Du tout au tout est un roman poétique, satirique, dystopique et magnifique si ce n'est les

écarts langagiers qui jonglent entre le familier et l'argotique. Certes, dans la tradition rabelaisienne, c'est là une langue qui peut faire merveille et même qui donne au roman sa singularité mais cela l'exclut je le crains des CDI et des cours de lycée où pourtant il aurait sa place. En effet, on peut considérer Du tout au tout comme une réécriture de L'Écume des jours à bien des égards : l'univers des quatre-vingts premières pages rappelle celui de Colin : celui-ci est devenu Pierre Pierre mais c'est la même simplicité onomastique et le même portrait lisse et policé. Si Colin est riche et oisif, Pierre n'est ni l'un ni l'autre mais tous deux ont de la chance en dépit de leur maladresse : ici Pierre Pierre qui traînait sur un banc comme les "clodos qui cocotaient l'eau de Cologne" et dont "les cheveux étaient propres comme ceux d'une communiante", la "peau rosée", les "ongles faits"... Pierre Pierre, donc, rencontre César de la Mer, fondateur et patron du Poséidon et se fait engager. Colin a des souris gentilles et empathiques, Pierre Pierre a un chat, Mohair qui gonfle de bonheur quand le monde est à l'harmonie, Colin rencontre Chloé, Pierre Pierre rencontre Isis mais un jour Chloé est victime du nénuphar, mais un jour César de la Mer se retire au cimetière des bateaux, vieux et ruiné. Alors la DRH commet l'irréparable et tout de dégrade, les esthètes du Poséidon sont remplacés par les datas et par les mails des bazoomails de l'entreprise qui désormais est celle de Vulcain, Isis y perd son âme et celle de César s'échappe par toutes les fissures de la bâtisse qui de forme ovoïde est de devenue pyramidale, Mohair est devenu si petit que Pierre Pierre le transporte dans un tube.

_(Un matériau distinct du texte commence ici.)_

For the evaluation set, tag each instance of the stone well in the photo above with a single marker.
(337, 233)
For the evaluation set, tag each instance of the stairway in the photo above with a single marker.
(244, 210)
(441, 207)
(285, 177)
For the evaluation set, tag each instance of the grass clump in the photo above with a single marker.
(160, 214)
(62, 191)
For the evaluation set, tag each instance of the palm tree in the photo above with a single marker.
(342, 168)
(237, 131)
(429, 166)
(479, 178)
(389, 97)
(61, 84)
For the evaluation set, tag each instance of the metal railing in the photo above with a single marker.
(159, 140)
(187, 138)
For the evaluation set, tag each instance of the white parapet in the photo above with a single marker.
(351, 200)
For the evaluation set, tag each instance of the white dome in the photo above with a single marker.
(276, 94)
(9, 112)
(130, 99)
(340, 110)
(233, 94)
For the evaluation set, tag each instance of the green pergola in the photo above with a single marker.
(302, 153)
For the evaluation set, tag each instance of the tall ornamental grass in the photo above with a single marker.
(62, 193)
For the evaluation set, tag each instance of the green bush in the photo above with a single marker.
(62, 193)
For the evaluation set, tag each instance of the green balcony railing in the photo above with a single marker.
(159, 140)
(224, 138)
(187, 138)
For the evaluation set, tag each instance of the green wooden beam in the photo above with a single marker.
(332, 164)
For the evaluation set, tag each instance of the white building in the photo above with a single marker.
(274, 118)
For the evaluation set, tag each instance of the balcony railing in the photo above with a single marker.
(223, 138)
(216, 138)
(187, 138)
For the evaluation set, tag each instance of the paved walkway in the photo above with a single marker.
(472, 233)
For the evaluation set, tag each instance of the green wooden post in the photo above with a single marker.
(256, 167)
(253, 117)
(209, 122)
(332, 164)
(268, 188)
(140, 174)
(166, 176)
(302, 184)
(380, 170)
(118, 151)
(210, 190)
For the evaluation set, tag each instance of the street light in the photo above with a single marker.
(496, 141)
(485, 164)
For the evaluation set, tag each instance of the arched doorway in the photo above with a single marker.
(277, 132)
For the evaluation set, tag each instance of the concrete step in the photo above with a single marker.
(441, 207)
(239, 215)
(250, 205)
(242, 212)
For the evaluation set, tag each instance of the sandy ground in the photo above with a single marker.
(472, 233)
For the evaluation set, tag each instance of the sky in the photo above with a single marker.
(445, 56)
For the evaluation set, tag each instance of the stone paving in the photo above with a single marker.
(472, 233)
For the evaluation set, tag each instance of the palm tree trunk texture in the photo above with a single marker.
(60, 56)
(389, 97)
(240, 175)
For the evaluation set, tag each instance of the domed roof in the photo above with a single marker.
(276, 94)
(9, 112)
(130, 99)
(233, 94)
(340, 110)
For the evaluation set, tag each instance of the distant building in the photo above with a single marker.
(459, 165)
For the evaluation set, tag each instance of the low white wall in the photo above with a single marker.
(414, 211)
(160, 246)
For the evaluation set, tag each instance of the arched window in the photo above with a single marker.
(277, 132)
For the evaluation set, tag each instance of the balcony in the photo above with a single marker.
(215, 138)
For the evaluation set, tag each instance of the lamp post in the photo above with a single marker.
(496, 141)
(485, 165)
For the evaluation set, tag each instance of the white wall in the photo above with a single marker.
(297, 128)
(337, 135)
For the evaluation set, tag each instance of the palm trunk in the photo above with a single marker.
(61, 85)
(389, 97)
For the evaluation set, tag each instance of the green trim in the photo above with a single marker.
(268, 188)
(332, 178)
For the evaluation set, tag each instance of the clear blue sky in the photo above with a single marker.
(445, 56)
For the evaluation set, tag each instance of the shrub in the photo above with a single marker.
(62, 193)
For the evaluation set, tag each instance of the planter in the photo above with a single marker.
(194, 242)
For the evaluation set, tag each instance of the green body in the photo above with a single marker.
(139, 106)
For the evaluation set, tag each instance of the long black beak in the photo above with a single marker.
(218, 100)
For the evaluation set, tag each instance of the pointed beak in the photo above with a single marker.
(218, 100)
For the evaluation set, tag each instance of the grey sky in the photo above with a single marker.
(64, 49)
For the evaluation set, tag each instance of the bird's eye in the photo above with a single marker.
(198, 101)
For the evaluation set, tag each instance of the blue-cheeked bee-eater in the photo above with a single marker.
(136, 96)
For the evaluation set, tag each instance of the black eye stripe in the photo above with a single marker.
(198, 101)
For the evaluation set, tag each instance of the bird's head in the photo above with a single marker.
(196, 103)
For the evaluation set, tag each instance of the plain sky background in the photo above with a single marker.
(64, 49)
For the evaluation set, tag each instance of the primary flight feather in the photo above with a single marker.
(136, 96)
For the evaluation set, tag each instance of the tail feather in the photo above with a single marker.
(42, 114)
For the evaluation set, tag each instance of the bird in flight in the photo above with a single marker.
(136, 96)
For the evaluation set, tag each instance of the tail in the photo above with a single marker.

Dès lors le roman se fait critique d'une société dans laquelle on reconnaît bien des défauts de la nôtre. Un exemple, p 253 : "On était quatre cents salariés du temps de César. En trois mois, tu sais à combien on est passé ?

_ Trois cents. Moins 25% d'effectif en un trimestre. Par contre, on a trois cents contrats pro.

_ Un par personne. Pour s'en souvenir, c'est du nougat. Ça vient d'où cette mode ? On est tombé sur une ruche ?

_ Le nouveau code du travail. Plus on exploite les mômes, moins on paie d'impôts. Tu parles que c'est pas passé à la direction... On les prend, on les lessive, on les essore et on les jette. Pauvres gosses... "

C'était mon premier roman d'Arnaud Le Guilcher, j'y reviendrai, c'était un très bon moment.